Really I think it is very superficial.

It isn't enough to wring their hands about how to do better. I think teams in each discipline should ask themselves (and publish the results!) just how many of their past results in recent decades might be simply wrong.

Science needs to strip back a lot of results. It should also compare itself with things it doesn't like such as ψ research. For example, it could compare a variety of results in psychology with Dean Radin's research - how do they match up in terms of methodology etc. My hunch is that the best ψ research would be far harder to fault than most other research (because it has had to stand up to withering criticism to get anything published.
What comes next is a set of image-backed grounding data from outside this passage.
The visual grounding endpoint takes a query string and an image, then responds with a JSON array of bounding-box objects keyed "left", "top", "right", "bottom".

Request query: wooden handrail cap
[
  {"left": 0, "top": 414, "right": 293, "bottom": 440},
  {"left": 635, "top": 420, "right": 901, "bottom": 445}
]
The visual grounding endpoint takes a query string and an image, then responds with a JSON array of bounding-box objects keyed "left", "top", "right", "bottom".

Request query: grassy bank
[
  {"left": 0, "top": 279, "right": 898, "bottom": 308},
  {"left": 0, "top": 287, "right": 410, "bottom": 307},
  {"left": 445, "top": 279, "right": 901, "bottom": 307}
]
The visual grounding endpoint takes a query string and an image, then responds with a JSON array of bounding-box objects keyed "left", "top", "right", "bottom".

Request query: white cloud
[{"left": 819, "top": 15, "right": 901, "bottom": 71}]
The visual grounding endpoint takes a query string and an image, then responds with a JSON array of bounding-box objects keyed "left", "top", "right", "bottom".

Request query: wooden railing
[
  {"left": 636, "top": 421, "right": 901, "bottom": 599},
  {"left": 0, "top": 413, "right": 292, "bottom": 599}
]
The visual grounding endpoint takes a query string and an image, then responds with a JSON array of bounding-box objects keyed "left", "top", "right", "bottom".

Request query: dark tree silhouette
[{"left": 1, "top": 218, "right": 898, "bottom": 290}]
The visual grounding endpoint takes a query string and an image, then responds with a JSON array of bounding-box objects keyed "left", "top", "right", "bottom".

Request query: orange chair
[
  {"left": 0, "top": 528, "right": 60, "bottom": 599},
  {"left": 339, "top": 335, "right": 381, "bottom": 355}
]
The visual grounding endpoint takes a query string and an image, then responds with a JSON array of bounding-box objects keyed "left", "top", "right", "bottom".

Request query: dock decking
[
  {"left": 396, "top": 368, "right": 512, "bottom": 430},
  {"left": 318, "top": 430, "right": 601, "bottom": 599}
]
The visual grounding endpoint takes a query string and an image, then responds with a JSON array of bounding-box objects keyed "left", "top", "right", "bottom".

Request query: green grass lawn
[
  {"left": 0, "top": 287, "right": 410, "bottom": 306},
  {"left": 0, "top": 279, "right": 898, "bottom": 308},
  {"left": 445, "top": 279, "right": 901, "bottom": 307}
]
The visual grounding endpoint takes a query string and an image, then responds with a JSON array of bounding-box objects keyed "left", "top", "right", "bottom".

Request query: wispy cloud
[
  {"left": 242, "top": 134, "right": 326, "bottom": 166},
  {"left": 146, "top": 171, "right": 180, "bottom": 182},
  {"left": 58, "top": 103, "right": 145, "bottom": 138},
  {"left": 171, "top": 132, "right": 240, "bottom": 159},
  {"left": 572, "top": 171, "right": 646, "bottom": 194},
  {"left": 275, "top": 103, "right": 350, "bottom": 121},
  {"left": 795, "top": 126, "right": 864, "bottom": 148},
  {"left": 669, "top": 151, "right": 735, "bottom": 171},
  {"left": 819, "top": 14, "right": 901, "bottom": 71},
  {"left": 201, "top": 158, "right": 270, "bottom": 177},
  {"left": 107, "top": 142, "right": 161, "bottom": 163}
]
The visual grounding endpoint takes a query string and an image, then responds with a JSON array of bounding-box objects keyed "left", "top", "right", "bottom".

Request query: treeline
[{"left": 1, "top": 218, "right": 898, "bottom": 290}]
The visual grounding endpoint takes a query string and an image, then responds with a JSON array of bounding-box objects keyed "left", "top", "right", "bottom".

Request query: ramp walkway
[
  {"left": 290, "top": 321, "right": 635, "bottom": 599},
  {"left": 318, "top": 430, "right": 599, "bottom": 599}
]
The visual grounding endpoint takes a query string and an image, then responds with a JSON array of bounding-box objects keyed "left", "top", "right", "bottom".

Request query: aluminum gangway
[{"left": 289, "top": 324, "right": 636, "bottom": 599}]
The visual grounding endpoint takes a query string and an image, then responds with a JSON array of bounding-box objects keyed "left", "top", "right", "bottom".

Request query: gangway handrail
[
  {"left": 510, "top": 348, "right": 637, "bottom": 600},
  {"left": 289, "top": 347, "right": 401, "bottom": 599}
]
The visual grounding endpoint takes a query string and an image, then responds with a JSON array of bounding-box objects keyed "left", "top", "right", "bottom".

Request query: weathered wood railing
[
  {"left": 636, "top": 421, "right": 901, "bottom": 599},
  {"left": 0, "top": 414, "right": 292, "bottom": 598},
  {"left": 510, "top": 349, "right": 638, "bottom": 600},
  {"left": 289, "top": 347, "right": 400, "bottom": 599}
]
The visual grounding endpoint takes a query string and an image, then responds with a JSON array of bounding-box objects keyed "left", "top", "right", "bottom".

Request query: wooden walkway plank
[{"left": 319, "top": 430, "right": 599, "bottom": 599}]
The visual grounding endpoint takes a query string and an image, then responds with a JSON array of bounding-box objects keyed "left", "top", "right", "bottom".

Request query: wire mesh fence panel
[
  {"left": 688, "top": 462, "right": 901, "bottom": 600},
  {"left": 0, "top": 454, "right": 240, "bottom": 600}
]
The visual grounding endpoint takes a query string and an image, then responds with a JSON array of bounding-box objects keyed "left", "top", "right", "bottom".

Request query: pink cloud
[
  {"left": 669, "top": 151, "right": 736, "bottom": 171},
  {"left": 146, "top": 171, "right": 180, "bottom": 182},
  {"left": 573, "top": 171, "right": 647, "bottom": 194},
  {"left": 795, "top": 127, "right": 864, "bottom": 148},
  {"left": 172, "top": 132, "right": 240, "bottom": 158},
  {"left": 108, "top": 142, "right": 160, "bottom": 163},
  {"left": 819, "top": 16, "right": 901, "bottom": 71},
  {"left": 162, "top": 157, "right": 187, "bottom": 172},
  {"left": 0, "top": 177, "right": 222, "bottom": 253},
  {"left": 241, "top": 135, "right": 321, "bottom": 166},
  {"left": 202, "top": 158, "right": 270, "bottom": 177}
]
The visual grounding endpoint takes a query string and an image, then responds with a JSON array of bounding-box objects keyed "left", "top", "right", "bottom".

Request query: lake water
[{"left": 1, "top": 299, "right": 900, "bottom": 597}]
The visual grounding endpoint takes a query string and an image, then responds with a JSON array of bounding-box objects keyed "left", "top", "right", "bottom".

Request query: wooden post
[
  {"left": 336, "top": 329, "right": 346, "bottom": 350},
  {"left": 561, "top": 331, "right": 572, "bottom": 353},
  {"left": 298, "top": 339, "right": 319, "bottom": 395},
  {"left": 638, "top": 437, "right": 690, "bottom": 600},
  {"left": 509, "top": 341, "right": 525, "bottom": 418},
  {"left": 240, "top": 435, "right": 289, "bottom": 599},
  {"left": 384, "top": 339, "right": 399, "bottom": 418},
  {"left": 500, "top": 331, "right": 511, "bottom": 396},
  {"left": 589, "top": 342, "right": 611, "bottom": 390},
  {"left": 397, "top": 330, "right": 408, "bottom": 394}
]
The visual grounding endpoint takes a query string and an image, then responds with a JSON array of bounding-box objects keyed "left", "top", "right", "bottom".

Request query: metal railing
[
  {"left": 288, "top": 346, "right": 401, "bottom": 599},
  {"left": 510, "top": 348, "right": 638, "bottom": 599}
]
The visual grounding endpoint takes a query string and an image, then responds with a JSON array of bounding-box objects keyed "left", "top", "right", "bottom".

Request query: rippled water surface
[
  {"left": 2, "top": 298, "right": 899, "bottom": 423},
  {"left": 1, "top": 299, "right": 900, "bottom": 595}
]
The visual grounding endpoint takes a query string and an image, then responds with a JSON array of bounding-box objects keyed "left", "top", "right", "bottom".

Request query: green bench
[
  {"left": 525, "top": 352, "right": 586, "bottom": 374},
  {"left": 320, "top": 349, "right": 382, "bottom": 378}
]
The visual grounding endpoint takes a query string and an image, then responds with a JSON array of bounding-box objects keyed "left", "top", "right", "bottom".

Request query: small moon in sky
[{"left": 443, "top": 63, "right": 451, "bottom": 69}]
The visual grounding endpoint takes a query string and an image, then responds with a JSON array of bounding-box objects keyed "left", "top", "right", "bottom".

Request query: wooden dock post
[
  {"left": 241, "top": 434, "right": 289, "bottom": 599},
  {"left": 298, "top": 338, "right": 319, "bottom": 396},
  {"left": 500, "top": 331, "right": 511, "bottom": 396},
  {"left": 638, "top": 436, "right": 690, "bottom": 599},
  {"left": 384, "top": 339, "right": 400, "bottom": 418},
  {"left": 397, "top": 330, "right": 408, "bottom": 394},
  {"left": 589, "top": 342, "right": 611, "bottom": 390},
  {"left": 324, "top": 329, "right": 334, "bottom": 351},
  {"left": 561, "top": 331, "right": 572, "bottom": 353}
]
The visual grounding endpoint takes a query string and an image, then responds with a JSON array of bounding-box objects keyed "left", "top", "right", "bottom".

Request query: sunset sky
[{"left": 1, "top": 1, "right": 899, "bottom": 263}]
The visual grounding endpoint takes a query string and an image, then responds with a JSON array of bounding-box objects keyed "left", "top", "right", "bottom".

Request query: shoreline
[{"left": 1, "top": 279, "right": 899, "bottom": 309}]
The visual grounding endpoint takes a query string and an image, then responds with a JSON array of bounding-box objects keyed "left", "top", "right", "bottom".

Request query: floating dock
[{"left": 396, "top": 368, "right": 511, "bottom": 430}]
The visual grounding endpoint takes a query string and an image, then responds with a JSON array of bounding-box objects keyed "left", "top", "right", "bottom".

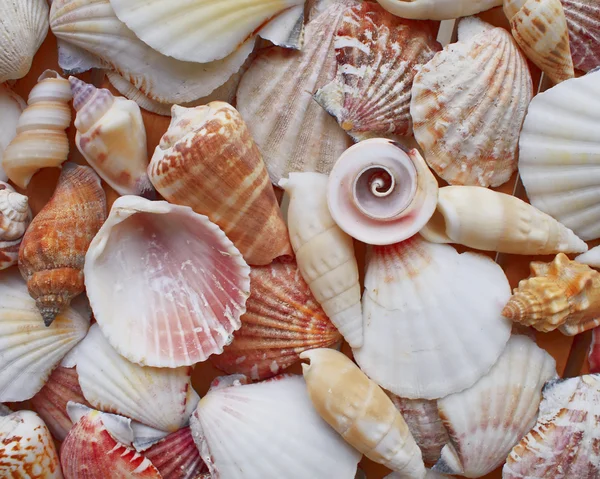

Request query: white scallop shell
[
  {"left": 375, "top": 0, "right": 502, "bottom": 19},
  {"left": 0, "top": 86, "right": 26, "bottom": 182},
  {"left": 353, "top": 235, "right": 512, "bottom": 399},
  {"left": 519, "top": 69, "right": 600, "bottom": 241}
]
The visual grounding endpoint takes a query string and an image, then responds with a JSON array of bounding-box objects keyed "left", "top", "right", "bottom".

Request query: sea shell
[
  {"left": 50, "top": 0, "right": 255, "bottom": 105},
  {"left": 410, "top": 17, "right": 533, "bottom": 187},
  {"left": 589, "top": 327, "right": 600, "bottom": 373},
  {"left": 315, "top": 3, "right": 441, "bottom": 141},
  {"left": 279, "top": 172, "right": 363, "bottom": 348},
  {"left": 236, "top": 1, "right": 353, "bottom": 185},
  {"left": 504, "top": 0, "right": 574, "bottom": 83},
  {"left": 0, "top": 85, "right": 26, "bottom": 182},
  {"left": 0, "top": 182, "right": 31, "bottom": 271},
  {"left": 518, "top": 70, "right": 600, "bottom": 241},
  {"left": 562, "top": 0, "right": 600, "bottom": 72},
  {"left": 302, "top": 349, "right": 426, "bottom": 477},
  {"left": 0, "top": 268, "right": 90, "bottom": 402},
  {"left": 84, "top": 195, "right": 251, "bottom": 368},
  {"left": 327, "top": 139, "right": 439, "bottom": 245},
  {"left": 0, "top": 0, "right": 48, "bottom": 82},
  {"left": 148, "top": 102, "right": 292, "bottom": 266},
  {"left": 19, "top": 163, "right": 107, "bottom": 326},
  {"left": 503, "top": 374, "right": 600, "bottom": 478},
  {"left": 503, "top": 253, "right": 600, "bottom": 335},
  {"left": 109, "top": 0, "right": 304, "bottom": 63},
  {"left": 2, "top": 70, "right": 72, "bottom": 189},
  {"left": 70, "top": 77, "right": 153, "bottom": 197},
  {"left": 386, "top": 471, "right": 456, "bottom": 479},
  {"left": 434, "top": 335, "right": 557, "bottom": 477},
  {"left": 375, "top": 0, "right": 502, "bottom": 19},
  {"left": 190, "top": 374, "right": 362, "bottom": 479},
  {"left": 420, "top": 186, "right": 587, "bottom": 255},
  {"left": 576, "top": 245, "right": 600, "bottom": 267},
  {"left": 0, "top": 410, "right": 62, "bottom": 479},
  {"left": 210, "top": 260, "right": 341, "bottom": 380},
  {"left": 353, "top": 235, "right": 512, "bottom": 399}
]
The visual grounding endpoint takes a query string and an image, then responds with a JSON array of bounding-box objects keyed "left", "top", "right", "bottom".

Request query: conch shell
[
  {"left": 302, "top": 348, "right": 426, "bottom": 477},
  {"left": 18, "top": 163, "right": 107, "bottom": 326},
  {"left": 70, "top": 77, "right": 153, "bottom": 197},
  {"left": 375, "top": 0, "right": 502, "bottom": 20},
  {"left": 148, "top": 102, "right": 291, "bottom": 266},
  {"left": 2, "top": 70, "right": 72, "bottom": 188},
  {"left": 279, "top": 172, "right": 363, "bottom": 348},
  {"left": 503, "top": 253, "right": 600, "bottom": 335},
  {"left": 0, "top": 182, "right": 32, "bottom": 271},
  {"left": 504, "top": 0, "right": 574, "bottom": 83},
  {"left": 420, "top": 186, "right": 587, "bottom": 255},
  {"left": 0, "top": 85, "right": 26, "bottom": 182},
  {"left": 327, "top": 139, "right": 438, "bottom": 245}
]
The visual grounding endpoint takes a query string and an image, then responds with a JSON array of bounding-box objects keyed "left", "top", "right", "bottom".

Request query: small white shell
[
  {"left": 0, "top": 182, "right": 31, "bottom": 271},
  {"left": 576, "top": 245, "right": 600, "bottom": 267},
  {"left": 375, "top": 0, "right": 502, "bottom": 19},
  {"left": 0, "top": 85, "right": 26, "bottom": 182}
]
We need a (paper) bloodbath in the sciences if they are ever going to regain respect.

David
 
This article mentions studies of several similar drugs that were expected to help altzheimer's patients but which turned out to be ineffective:

https://www.theatlantic.com/health/archive/2017/02/alzheimers-amyloid-hypothesis/517185/

With all the talk about unreproducible experiments it is interesting to learn that these experiments were not faked even though the scientists had a strong bias that the drugs should work because of their theoretical beliefs about the cause of altzheimer's disease.

This example of science working as it should might have something to do with FDA regulations on how trials have to be conducted in order to get new drugs approved by that agency. If that's right, maybe those or similar regulations are needed in other fields of science and should be made conditions for funding.